Comunicati StampaLazioNurSind dal territorio

La situazione del pronto soccorso al San Camillo è ancora in una criticità assoluta dopo svariati anni e diverse denunce fatte dal NurSind.

Il NurSind di Roma, guidato dal segretario territoriale Stefano Barone, denuncia, attraverso una nota, la situazione di emergenza che in queste uItime ore sta avvenendo presso il pronto soccorso dell'Ospedale San Camillo di Roma. "Basta con attese di ore e giorni per un posto letto e infermieri e medici sottoposti a turni massacranti".

"I numeri parlano chiaro - afferma Barone -: nella giornata del 31 Gennaio 2019, alle ore 10.56 erano presenti al Pronto Soccorso un numero di utenti pari a 79 unità di cui 49 in attesa di destinazione praticamente il 65% dei pazienti che vi sostavano erano in attesa di un posto letto. Questo succede al San Camillo di Roma. Per far comprendere il dato diffuso dalla Regione Lazio altri Dea di II Livello erano cosi strutturati: il Sant’Andrea aveva “solo” il 37 % degli utenti in attesa di ricovero (ovvero 40 pazienti in attesa di ricovero su un totale di 90), il Policlinico Umberto 1 il 30% (ovvero 42 su 130), il PTV il 35%. (ovvero 43 su 126). Questa è una situazione conosciuta da anni e non ci sono pandemie o cataclismi biblici che possano giustificare questi numeri".

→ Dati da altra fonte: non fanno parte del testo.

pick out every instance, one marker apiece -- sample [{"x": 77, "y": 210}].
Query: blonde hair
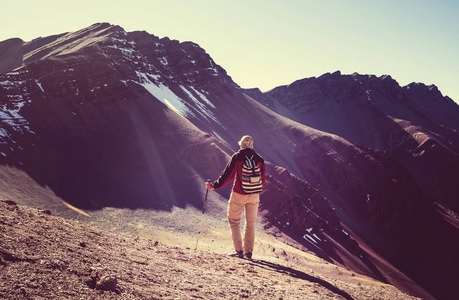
[{"x": 246, "y": 142}]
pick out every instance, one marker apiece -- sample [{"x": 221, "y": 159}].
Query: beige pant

"Abbiamo diminuito il deficit ma a quale prezzo caro Direttore? - continua il segretario Nursind-. Dal punto di vista aziendale pensare che con la chiusura e accorpamenti di Unità Operative (vedi la Cardiologia Long con 27 posti letto e con 3 Responsabili e 3 UOC unite in un corridoio) si possano risparmiare dei soldi ci può stare ma alla fine il prezzo di un risanamento viene pagato comunque dalla collettività e soprattutto dal personale sia infermieristico e sia medico che si trovano loro malgrado indotti ad aprire una “astanteria” di fatto non narrata nell’atto aziendale con tanto di entrata convenzionale dei parenti nel codice rosso ovvero in locali dove l’emergenza è assoluta. Mancano i posti letto e manca personale e laddove manca personale non ci può essere un servizio sanitario degno di questo nome".

"Basta con attese di ore e giorni per un posto letto e infermieri e medici sottoposti a turni massacranti - dice ancora Barone -. Se c’è stato un minimo di organizzazione (come si evince dalla modifica della delibera 215/2016 ovvero la 1689 del 2017 sul contenimento del fenomeno del sovraffollamento) per migliorare l’accoglienza del pronto soccorso di sicuro questa non è stata ad oggi sufficiente a risolvere gli enormi problemi che ci troviamo davanti tutti i giorni. Dall’istituzione (o no?) della discharge room, al fallimento dell’organizzazione della Boarding Room ci troviamo sempre di fronte ad una progettazione che non riesce comunque ad accogliere l’utenza proveniente dal territorio".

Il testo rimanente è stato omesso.